The other “side wall” would house the nesting boxes, with access from the outside.

 And the “rear wall” has the “Chicken Door”, leading to the run, and a window for daylight and ventilation.

Naturally, it would all be painted Martha Stewart Ladybug Red.

It's framed and the painted wall is in place against the retaining wall. That's enough for this weekend.

Meanwhile, the chicks continue to live in the loo...

Tuesday, May 17, 2011

How firm the foundation...

  Once the presumed pullets were placed in the privy, the need for a dedicated domicile was deemed to dominate my daily doings. Regardless of the Head Toucan’s research, a dormitory drawing could not be devised that fit within our area of dedicated dirt. 

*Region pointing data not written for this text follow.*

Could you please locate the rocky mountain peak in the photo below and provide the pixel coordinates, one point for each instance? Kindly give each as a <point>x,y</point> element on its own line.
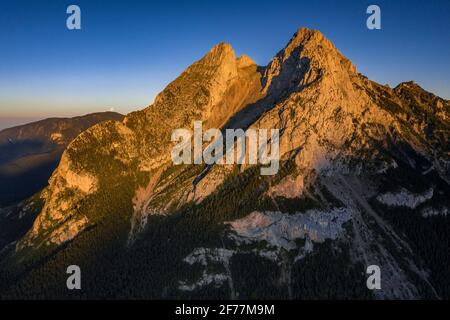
<point>307,57</point>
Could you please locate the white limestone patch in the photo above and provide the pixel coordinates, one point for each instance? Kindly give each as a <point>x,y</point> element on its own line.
<point>205,257</point>
<point>405,198</point>
<point>280,230</point>
<point>429,212</point>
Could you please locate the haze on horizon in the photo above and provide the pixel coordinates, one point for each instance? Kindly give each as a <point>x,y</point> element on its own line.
<point>127,52</point>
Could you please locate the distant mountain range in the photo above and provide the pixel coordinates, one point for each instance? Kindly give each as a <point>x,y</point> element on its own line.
<point>30,153</point>
<point>364,180</point>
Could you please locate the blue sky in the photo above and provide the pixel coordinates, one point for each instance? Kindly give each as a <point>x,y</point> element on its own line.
<point>127,51</point>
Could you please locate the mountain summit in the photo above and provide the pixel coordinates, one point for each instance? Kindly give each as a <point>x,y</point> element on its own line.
<point>364,179</point>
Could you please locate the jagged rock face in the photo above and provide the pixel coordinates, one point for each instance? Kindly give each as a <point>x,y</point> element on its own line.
<point>343,140</point>
<point>211,90</point>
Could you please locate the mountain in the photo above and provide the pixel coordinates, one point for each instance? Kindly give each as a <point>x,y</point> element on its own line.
<point>364,180</point>
<point>30,153</point>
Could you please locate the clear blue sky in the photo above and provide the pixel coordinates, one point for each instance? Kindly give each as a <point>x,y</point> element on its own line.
<point>127,51</point>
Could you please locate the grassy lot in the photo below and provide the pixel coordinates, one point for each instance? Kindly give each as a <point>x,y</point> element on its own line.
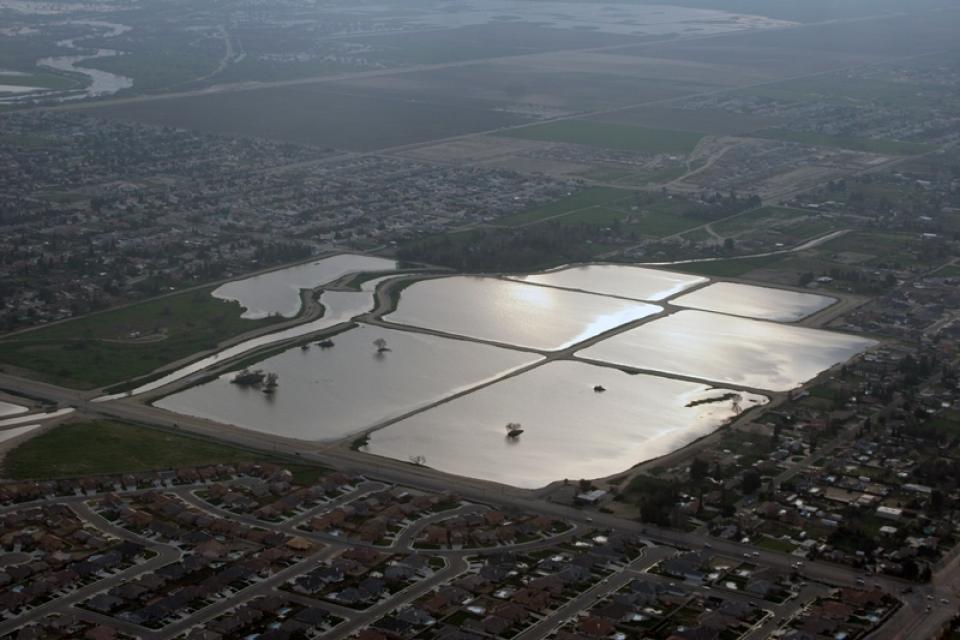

     Given that area available was eight feet and change deep between the two walls and to allow the five feet from the fence line I was mandating with a suitable area for a run, simple math left us with a six by six plot for the coop. Concrete had already been decreed the flooring of choice so on a fine, sunny Saturday with the help of my Father-in-Law and my Son-in-Law, a six foot by six foot by four inch pad was mixed and poured. For those of you keeping score at home, that’s 20 ninety pound bags or 1,800 pounds of Quikrete.

With that little project out of the way, I had a week to conjure coop creations that would fit our new pad. Hopefully handfuls of Advil will help get the creative juices flowing!

Tuesday, May 10, 2011

Which came first; The Chicken or the Coop?

We had a slightly different take on the eternal question and for us the answer is, the Chickens. While this may seem counter intuitive, having a flock of fledgling fowl filling the upstairs bathroom certainly provides a heightened urgency to move the Coop Construction from planning to fruition. Our journey into poultry paradise started with an email from Tractor Supply that said the baby chicks had arrived. Conveniently, our Head Toucan just happened to be in the neighborhood and brought home a box full of chicks. Now we needed a place to put them. As we looked at the many coop plans on the Internet and in books we never saw anything that tickled our tail feathers so we improvised and built our own based on the physical limitations of our planned space. We also have a family motto that says " It's never done until it's over-done" so it's overbuilt in the extreme. Please join us as we chronicle the design and building of our "Custom Coop" along with the care and feeding of the flock.